Don't tell me I have your attention when I don't. Captivated you in a church dress with the hole in the stockings, eating salted tomatoes between two slices of bread feet touching mine under the table on a Sunday after my Confirmation ceremony.
Don't tell me how naughty a catholic school girl can be with your hand on my thigh and a thumb on my cheek. Kissing me hard and heavy, leaving a bite on my lip with a grunt smiling while you whip your hair back from your tan skin and brown eyes.
Don't tell me you love the way I look when you don't know me yet. Cigarette drag me out breathing smoke behind my ears as you lay your hand out the window beside your bed, while my mama's sleeping and doesn't know where I am and my white blouse is on the chair hanging next to my purity.
Don't tell me how unholy I've been when you don't know faith.
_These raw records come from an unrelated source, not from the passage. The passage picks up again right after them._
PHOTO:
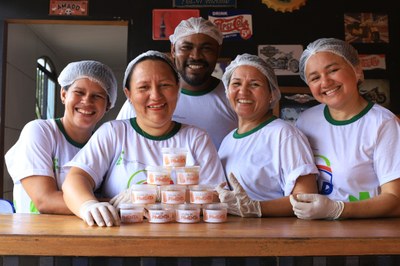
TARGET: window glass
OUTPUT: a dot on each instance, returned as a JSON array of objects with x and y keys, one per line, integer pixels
[{"x": 45, "y": 89}]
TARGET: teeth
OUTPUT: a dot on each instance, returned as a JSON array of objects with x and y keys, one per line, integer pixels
[
  {"x": 85, "y": 112},
  {"x": 331, "y": 91},
  {"x": 156, "y": 106},
  {"x": 244, "y": 101},
  {"x": 195, "y": 66}
]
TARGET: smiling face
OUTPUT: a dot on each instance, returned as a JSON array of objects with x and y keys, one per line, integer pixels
[
  {"x": 154, "y": 94},
  {"x": 195, "y": 57},
  {"x": 85, "y": 104},
  {"x": 249, "y": 95},
  {"x": 332, "y": 80}
]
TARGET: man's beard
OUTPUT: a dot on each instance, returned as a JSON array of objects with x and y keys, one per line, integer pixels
[{"x": 197, "y": 79}]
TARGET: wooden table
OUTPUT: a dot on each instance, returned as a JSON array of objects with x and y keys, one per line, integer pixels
[{"x": 58, "y": 235}]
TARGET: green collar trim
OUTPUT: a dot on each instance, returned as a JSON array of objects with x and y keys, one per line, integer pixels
[
  {"x": 170, "y": 134},
  {"x": 236, "y": 135},
  {"x": 329, "y": 118}
]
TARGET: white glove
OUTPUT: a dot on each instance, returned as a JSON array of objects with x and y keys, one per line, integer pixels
[
  {"x": 122, "y": 197},
  {"x": 103, "y": 213},
  {"x": 238, "y": 201},
  {"x": 316, "y": 206}
]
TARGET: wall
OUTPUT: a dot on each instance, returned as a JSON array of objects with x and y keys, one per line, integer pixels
[{"x": 316, "y": 19}]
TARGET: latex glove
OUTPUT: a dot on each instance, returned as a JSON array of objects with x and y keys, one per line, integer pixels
[
  {"x": 122, "y": 197},
  {"x": 316, "y": 206},
  {"x": 101, "y": 213},
  {"x": 238, "y": 201}
]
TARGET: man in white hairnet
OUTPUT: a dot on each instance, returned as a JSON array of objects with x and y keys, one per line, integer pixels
[{"x": 195, "y": 47}]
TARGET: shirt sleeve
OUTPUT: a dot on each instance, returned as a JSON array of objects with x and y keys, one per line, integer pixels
[{"x": 32, "y": 153}]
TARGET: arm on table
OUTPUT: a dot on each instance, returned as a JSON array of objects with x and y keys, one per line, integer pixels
[{"x": 79, "y": 197}]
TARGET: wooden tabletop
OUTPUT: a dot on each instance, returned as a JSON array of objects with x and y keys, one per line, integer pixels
[{"x": 58, "y": 235}]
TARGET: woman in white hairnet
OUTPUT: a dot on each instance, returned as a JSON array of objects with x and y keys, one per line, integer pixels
[
  {"x": 266, "y": 159},
  {"x": 355, "y": 142},
  {"x": 88, "y": 90},
  {"x": 119, "y": 151}
]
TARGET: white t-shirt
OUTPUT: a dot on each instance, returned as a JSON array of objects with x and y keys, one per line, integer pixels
[
  {"x": 357, "y": 156},
  {"x": 209, "y": 110},
  {"x": 268, "y": 159},
  {"x": 42, "y": 148},
  {"x": 118, "y": 153}
]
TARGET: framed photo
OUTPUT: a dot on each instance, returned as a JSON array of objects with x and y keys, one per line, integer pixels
[
  {"x": 377, "y": 91},
  {"x": 294, "y": 100},
  {"x": 165, "y": 21},
  {"x": 366, "y": 28},
  {"x": 284, "y": 59}
]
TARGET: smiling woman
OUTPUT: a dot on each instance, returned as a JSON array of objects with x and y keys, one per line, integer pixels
[{"x": 59, "y": 41}]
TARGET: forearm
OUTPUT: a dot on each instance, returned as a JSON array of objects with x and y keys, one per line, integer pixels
[
  {"x": 77, "y": 189},
  {"x": 52, "y": 204},
  {"x": 277, "y": 208}
]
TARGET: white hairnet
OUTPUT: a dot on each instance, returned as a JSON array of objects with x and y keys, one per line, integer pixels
[
  {"x": 195, "y": 25},
  {"x": 262, "y": 66},
  {"x": 146, "y": 55},
  {"x": 94, "y": 71},
  {"x": 336, "y": 46}
]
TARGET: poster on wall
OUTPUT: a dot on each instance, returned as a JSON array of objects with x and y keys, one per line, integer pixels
[
  {"x": 372, "y": 61},
  {"x": 165, "y": 21},
  {"x": 377, "y": 91},
  {"x": 234, "y": 24},
  {"x": 68, "y": 8},
  {"x": 294, "y": 101},
  {"x": 366, "y": 28},
  {"x": 284, "y": 59},
  {"x": 204, "y": 3}
]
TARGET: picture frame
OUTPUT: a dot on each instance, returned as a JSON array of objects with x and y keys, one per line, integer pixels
[
  {"x": 294, "y": 100},
  {"x": 166, "y": 20},
  {"x": 284, "y": 59},
  {"x": 366, "y": 28}
]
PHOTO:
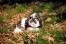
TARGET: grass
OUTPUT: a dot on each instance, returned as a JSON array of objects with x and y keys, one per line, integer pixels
[
  {"x": 1, "y": 19},
  {"x": 4, "y": 30}
]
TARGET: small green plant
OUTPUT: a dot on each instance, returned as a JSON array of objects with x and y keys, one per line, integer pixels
[
  {"x": 1, "y": 19},
  {"x": 4, "y": 30},
  {"x": 21, "y": 8}
]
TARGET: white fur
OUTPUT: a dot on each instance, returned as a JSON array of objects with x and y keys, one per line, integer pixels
[
  {"x": 23, "y": 22},
  {"x": 33, "y": 15},
  {"x": 34, "y": 24},
  {"x": 32, "y": 29}
]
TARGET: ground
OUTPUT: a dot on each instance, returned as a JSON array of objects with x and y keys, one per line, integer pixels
[{"x": 51, "y": 32}]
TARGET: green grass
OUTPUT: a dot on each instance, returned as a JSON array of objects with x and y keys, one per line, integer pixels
[
  {"x": 4, "y": 30},
  {"x": 1, "y": 19}
]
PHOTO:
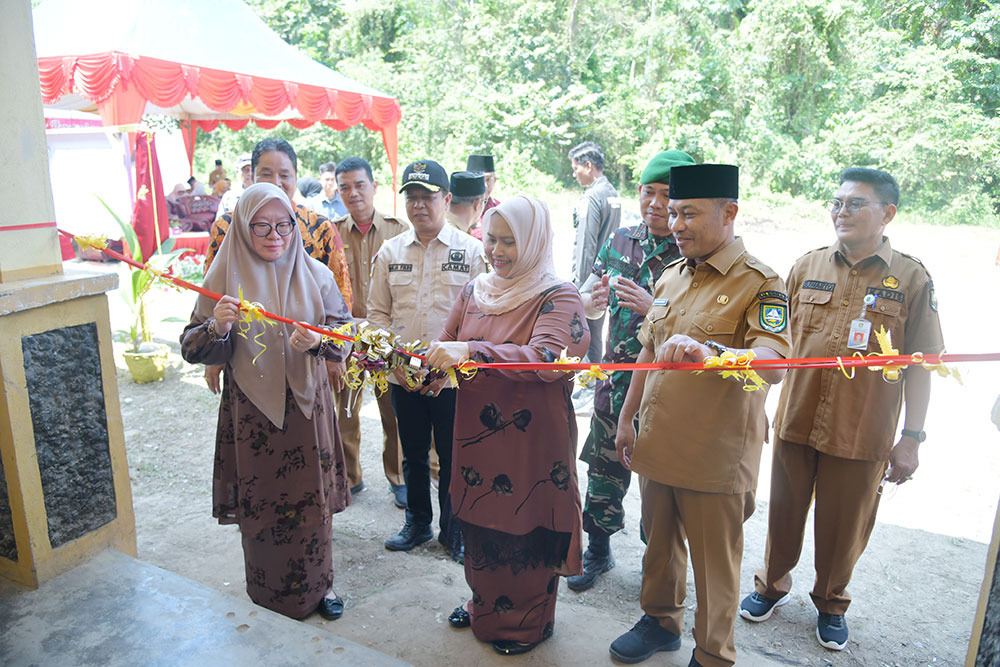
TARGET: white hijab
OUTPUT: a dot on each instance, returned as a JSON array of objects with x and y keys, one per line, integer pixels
[
  {"x": 295, "y": 286},
  {"x": 533, "y": 271}
]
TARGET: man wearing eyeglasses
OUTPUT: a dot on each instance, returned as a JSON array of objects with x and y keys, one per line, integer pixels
[{"x": 834, "y": 435}]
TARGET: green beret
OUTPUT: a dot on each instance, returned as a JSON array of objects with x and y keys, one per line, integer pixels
[{"x": 658, "y": 169}]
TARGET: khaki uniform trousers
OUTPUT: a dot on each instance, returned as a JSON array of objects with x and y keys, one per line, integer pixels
[
  {"x": 846, "y": 503},
  {"x": 713, "y": 526},
  {"x": 350, "y": 434}
]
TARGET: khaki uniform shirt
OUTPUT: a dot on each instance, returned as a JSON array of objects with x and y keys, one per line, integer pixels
[
  {"x": 853, "y": 419},
  {"x": 413, "y": 288},
  {"x": 360, "y": 250},
  {"x": 703, "y": 432}
]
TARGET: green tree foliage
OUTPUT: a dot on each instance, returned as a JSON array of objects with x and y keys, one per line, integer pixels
[{"x": 792, "y": 90}]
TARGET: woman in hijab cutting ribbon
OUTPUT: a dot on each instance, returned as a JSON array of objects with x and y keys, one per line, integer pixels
[
  {"x": 279, "y": 463},
  {"x": 514, "y": 487}
]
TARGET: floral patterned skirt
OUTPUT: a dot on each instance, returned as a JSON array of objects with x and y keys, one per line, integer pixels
[
  {"x": 513, "y": 581},
  {"x": 289, "y": 570},
  {"x": 282, "y": 486}
]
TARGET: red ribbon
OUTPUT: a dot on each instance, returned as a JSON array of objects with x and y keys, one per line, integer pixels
[{"x": 898, "y": 361}]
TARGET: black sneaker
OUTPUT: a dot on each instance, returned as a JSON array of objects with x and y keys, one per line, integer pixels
[
  {"x": 831, "y": 631},
  {"x": 755, "y": 607},
  {"x": 410, "y": 536},
  {"x": 644, "y": 639}
]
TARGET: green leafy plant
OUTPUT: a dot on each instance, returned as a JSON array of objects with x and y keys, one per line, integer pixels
[{"x": 141, "y": 281}]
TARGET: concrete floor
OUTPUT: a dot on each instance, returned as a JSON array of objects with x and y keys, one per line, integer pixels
[{"x": 115, "y": 610}]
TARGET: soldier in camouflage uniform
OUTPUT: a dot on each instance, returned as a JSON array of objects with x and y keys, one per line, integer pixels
[{"x": 622, "y": 281}]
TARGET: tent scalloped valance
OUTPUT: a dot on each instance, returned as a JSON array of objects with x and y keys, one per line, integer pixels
[{"x": 166, "y": 84}]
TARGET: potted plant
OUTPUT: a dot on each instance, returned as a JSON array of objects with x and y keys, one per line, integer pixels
[{"x": 146, "y": 360}]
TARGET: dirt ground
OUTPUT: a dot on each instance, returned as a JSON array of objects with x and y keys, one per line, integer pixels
[{"x": 915, "y": 590}]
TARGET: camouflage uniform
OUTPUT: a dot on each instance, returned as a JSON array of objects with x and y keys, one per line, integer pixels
[{"x": 631, "y": 253}]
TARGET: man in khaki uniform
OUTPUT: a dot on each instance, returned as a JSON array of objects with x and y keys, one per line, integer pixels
[
  {"x": 700, "y": 436},
  {"x": 363, "y": 230},
  {"x": 834, "y": 435},
  {"x": 416, "y": 278}
]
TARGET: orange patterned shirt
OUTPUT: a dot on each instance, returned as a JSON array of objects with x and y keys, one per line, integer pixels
[{"x": 319, "y": 236}]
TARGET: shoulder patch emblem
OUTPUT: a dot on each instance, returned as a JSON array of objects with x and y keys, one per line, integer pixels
[
  {"x": 770, "y": 294},
  {"x": 773, "y": 317}
]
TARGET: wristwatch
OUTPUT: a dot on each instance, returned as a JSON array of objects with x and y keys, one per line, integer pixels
[{"x": 719, "y": 348}]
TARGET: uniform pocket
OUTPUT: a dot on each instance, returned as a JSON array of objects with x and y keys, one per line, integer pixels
[
  {"x": 886, "y": 313},
  {"x": 714, "y": 327},
  {"x": 397, "y": 278},
  {"x": 812, "y": 310}
]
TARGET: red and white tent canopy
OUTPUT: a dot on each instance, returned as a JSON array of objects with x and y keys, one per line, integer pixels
[{"x": 204, "y": 61}]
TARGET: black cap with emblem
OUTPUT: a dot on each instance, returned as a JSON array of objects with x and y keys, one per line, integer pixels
[
  {"x": 467, "y": 184},
  {"x": 705, "y": 181},
  {"x": 483, "y": 163},
  {"x": 428, "y": 174}
]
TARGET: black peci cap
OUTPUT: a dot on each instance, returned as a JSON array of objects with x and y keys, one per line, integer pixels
[
  {"x": 467, "y": 184},
  {"x": 705, "y": 181},
  {"x": 482, "y": 163},
  {"x": 428, "y": 174}
]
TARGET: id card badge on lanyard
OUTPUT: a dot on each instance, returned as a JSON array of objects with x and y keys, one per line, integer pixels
[{"x": 861, "y": 328}]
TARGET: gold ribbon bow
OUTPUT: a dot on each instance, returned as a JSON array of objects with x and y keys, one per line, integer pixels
[
  {"x": 251, "y": 312},
  {"x": 737, "y": 367}
]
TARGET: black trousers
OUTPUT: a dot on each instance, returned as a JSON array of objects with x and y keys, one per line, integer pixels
[
  {"x": 418, "y": 416},
  {"x": 596, "y": 350}
]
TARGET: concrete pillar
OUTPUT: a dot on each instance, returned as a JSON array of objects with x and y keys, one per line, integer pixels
[{"x": 64, "y": 487}]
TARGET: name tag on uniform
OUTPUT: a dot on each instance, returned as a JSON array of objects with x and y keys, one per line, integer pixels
[
  {"x": 455, "y": 266},
  {"x": 861, "y": 331}
]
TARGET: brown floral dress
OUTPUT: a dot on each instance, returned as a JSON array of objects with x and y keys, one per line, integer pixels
[
  {"x": 514, "y": 485},
  {"x": 281, "y": 486}
]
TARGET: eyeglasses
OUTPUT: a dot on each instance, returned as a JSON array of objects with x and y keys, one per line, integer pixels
[
  {"x": 264, "y": 228},
  {"x": 852, "y": 205}
]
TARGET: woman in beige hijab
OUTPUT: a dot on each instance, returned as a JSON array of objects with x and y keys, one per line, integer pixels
[
  {"x": 279, "y": 462},
  {"x": 514, "y": 489}
]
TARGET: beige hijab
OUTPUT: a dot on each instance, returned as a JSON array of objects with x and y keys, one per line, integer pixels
[
  {"x": 295, "y": 286},
  {"x": 533, "y": 272}
]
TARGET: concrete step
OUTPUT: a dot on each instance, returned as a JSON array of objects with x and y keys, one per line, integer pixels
[{"x": 115, "y": 610}]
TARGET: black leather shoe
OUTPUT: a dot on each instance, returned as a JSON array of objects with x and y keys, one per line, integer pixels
[
  {"x": 597, "y": 560},
  {"x": 399, "y": 495},
  {"x": 591, "y": 570},
  {"x": 410, "y": 536},
  {"x": 644, "y": 639},
  {"x": 459, "y": 618},
  {"x": 511, "y": 647},
  {"x": 331, "y": 608}
]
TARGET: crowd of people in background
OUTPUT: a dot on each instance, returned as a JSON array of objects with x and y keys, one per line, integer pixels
[{"x": 473, "y": 278}]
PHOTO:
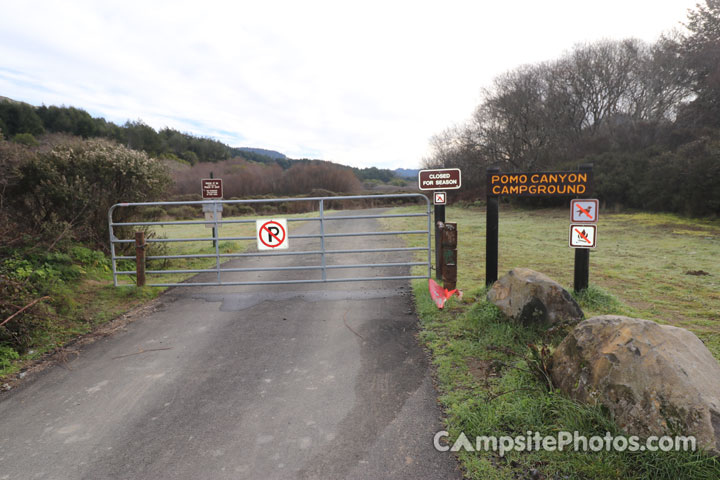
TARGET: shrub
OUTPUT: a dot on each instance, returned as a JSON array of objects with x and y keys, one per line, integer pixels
[
  {"x": 244, "y": 210},
  {"x": 25, "y": 139},
  {"x": 70, "y": 188},
  {"x": 151, "y": 213},
  {"x": 183, "y": 212}
]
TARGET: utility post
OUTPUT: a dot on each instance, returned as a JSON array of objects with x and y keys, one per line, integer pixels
[
  {"x": 449, "y": 261},
  {"x": 439, "y": 222},
  {"x": 140, "y": 258},
  {"x": 491, "y": 232}
]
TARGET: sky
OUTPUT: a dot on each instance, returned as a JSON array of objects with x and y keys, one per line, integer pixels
[{"x": 359, "y": 83}]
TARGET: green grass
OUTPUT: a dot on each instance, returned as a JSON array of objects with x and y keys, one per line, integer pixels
[{"x": 489, "y": 380}]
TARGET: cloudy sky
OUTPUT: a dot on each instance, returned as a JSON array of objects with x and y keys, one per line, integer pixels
[{"x": 360, "y": 83}]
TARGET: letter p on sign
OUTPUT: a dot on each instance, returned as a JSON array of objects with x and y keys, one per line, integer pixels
[{"x": 272, "y": 234}]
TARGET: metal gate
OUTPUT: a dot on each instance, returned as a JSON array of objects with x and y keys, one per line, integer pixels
[{"x": 322, "y": 252}]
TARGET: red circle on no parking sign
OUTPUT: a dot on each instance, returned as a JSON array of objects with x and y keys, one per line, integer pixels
[{"x": 279, "y": 236}]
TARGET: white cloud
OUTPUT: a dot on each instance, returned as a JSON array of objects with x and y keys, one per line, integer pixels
[{"x": 359, "y": 83}]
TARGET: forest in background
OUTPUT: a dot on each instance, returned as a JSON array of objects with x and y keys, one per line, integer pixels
[{"x": 647, "y": 116}]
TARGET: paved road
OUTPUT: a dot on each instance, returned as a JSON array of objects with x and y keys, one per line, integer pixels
[{"x": 303, "y": 381}]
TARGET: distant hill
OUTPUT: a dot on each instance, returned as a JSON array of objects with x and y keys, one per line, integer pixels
[
  {"x": 261, "y": 151},
  {"x": 406, "y": 172}
]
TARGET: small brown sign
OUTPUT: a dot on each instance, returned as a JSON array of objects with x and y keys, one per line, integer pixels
[
  {"x": 439, "y": 179},
  {"x": 211, "y": 188}
]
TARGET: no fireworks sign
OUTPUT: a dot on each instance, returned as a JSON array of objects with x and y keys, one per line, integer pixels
[{"x": 272, "y": 234}]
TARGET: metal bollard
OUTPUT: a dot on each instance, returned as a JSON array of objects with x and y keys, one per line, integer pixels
[
  {"x": 449, "y": 254},
  {"x": 140, "y": 258}
]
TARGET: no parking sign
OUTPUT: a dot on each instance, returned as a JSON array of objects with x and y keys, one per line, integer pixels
[{"x": 272, "y": 234}]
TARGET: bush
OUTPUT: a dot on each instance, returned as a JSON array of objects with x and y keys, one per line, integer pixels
[
  {"x": 183, "y": 212},
  {"x": 244, "y": 210},
  {"x": 25, "y": 139},
  {"x": 70, "y": 188},
  {"x": 151, "y": 214}
]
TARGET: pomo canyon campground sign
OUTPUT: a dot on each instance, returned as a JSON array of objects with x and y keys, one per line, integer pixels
[{"x": 535, "y": 184}]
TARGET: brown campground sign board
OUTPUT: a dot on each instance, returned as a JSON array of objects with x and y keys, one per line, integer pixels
[{"x": 539, "y": 184}]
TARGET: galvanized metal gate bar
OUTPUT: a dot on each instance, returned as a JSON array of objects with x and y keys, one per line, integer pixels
[{"x": 322, "y": 218}]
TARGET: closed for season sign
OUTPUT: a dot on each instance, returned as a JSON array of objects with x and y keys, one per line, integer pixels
[{"x": 439, "y": 179}]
How it's not worth praying for something I don't have any more, lost in my own disillusions that you created out of words you swear you left unsaid, with a tear pressed against the part of me that felt like it was falling in love.
Don't tell me that it's all my fault.
Don't call me your lady when all I ever wanted was for you to settle down with me like a safety, anchor your trust in my belly made to keep my body warm, but your icy cold.
Don't rip or tear or strike out your own mistakes on my body.
Don't tell me how ****** up innocence is when all I was before you came was a Mary Jane shoe with some of the leather worn on the sole from walking too far to find someone to caress my hair.
Don't leave me open and dry when all this ever was, was an advantage you took too easily on an infatuated girl who was too young and didn't know the difference.